We have provided pretrained models. However, if you want to train your own models on your custom dataset, you can refer to the following steps.

Step 1. Data Preparation

Labeled data is required to train the model. The code would read RGB images and json files of annotations to train the model. Our code is compatible with data annotated by the open source tool Sloth. Figure 1 shows an example of annotation json file. In this example, there only two images. Each image has two mice and each mouse has two keypoint annotated.

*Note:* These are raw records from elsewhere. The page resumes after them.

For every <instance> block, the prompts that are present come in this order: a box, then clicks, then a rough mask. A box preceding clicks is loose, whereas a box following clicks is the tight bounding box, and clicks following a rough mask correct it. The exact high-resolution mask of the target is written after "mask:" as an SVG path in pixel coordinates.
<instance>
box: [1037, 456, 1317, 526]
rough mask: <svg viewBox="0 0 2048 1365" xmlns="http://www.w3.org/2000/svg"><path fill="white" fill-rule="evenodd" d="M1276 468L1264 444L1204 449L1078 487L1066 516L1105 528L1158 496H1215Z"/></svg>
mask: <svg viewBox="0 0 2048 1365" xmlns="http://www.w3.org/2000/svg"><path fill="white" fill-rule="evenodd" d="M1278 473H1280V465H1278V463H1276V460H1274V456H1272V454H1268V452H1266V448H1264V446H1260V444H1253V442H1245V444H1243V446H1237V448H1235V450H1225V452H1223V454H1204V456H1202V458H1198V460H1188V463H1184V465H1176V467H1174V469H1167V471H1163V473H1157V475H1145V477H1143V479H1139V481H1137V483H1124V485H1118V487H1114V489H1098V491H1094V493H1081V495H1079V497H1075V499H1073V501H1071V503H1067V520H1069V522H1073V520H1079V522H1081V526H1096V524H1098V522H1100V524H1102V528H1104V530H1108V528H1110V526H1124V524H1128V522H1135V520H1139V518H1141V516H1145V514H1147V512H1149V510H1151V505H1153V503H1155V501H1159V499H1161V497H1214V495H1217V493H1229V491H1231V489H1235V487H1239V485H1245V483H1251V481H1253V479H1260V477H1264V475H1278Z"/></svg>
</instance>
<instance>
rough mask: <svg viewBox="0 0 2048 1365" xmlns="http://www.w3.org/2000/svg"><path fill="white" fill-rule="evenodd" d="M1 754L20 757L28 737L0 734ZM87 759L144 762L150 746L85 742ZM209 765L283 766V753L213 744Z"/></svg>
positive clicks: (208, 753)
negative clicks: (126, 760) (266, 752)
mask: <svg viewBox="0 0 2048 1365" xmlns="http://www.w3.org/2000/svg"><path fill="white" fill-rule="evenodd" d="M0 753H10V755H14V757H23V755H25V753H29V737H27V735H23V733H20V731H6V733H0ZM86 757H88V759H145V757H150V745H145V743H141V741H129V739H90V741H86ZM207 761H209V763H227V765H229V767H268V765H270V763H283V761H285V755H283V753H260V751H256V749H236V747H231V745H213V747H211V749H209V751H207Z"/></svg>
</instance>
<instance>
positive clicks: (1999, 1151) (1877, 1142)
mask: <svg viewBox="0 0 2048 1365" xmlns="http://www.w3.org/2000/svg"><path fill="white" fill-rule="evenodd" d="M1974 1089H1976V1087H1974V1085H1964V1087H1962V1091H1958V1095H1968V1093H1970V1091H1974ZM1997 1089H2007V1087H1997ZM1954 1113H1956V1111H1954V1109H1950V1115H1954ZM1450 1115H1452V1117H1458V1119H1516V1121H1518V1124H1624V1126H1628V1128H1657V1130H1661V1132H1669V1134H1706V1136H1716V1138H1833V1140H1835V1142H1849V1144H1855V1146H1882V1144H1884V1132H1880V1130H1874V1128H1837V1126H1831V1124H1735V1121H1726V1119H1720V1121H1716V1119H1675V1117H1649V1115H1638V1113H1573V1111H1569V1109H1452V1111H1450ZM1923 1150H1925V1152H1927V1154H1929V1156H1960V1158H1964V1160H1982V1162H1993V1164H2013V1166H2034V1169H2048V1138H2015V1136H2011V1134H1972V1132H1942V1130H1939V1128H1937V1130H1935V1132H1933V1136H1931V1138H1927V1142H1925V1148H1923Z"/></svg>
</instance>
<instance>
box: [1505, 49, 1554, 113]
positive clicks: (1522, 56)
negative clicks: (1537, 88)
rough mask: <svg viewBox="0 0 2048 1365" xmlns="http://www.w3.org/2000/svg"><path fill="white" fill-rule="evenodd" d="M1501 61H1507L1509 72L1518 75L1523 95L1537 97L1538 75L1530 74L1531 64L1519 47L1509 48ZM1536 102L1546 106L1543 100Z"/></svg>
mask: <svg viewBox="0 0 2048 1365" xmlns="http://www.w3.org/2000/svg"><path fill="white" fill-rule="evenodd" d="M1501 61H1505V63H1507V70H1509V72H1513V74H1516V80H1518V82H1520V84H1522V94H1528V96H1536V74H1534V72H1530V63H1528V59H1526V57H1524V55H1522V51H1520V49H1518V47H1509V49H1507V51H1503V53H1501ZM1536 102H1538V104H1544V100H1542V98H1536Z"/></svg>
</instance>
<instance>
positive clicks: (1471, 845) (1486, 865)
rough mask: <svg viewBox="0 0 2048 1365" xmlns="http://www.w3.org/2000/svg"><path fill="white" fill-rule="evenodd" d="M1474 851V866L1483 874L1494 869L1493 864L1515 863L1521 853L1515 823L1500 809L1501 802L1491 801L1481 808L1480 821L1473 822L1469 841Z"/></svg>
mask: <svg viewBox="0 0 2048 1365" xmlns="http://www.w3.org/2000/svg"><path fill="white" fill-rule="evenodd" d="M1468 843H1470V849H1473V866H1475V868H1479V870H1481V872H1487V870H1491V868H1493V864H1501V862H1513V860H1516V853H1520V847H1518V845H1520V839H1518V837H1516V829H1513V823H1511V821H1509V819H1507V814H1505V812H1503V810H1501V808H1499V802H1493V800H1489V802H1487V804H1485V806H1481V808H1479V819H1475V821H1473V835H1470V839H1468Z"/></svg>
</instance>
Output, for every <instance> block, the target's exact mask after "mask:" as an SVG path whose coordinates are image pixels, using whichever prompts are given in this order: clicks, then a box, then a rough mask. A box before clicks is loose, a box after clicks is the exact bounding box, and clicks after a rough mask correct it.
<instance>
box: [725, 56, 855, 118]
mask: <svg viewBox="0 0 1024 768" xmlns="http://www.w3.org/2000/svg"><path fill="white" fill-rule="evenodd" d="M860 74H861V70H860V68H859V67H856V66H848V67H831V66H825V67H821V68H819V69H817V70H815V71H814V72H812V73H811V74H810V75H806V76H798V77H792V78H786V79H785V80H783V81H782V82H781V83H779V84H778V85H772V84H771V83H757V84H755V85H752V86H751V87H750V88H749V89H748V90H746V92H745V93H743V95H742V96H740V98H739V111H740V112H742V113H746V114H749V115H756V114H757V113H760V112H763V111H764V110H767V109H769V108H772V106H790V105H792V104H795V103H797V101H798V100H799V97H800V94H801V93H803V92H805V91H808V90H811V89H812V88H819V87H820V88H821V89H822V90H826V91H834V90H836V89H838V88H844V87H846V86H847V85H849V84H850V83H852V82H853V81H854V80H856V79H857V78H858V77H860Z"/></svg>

Figure 1. Example of Annotation Json File

Note that point order matters. You must annotate all body parts in the same order for all frames. For example, all the first points represent the nose, all the second points represent the tail and etc. If the keypoint is not visible in one frame, then make the x,y of the keypoint to be -1.

Step 2. Configuration

Before training, you need to charge the parameters in Tracking/AlphaTracker/setting.py (red block in Figure 2). The meaning of the parameters can be found in the comments.


Figure 2. Parameters

Step 3. Running the code

Change directory to the alphatracker folder and use the following command line to train the model:

# if your current virtual environment is not alphatracker
# run this command first: conda activate alphatracker
python train.py

Demo data for training

If you want to test AlphaTracker's training without annotating your own data, here we provide 600 frames of two unmarked mice interacting in a homecage annotated:

https://drive.google.com/file/d/1TYIXYYIkDDQQ6KRPqforrup_rtS0YetR/view?usp=sharing

Demo weights for tracking

There is a demo video in Tracking/Alphatracker/data that you can use for tracking. If you want to use the trained network we provide to track this video set exp_name=demo in the Tracking/AlphaTracker/setting.py

Tracking

Step 1. Configuration

Before tracking, you need to change the parameters in Tracking/AlphaTracker/setting.py (blue block in Figure 2). The meaning of the parameters can be found in the comments.

We will use a trained weight to track a demo video by default.

Step 2. Running the code

Change directory to the alphatracker folder and run the following command line to do tracking:

# if your current virtual environment is not alphatracker
# run this command first: conda activate alphatracker
python track.py

General Notes about the Parameters:

  1. Remember not to include any spaces or parentheses in your file names. Also, file names are case-sensitive.
  2. For training the parameter num_mouse must include the same number of items as the number of json files that have annotated data. For example if you have one json file with annotated data for 3 animals then num_mouse=[3] if you have two json files with annoted data for 3 animals then num_mouse=[3,3].
  3. sppe_lr is the learning rate for the SAPE network. If your network is not performing well you can lower this number and try retraining
  4. sppe_epoch is the number of training epochs that the SAPE network does. More epochs will take longer but can potentially lead to better performance.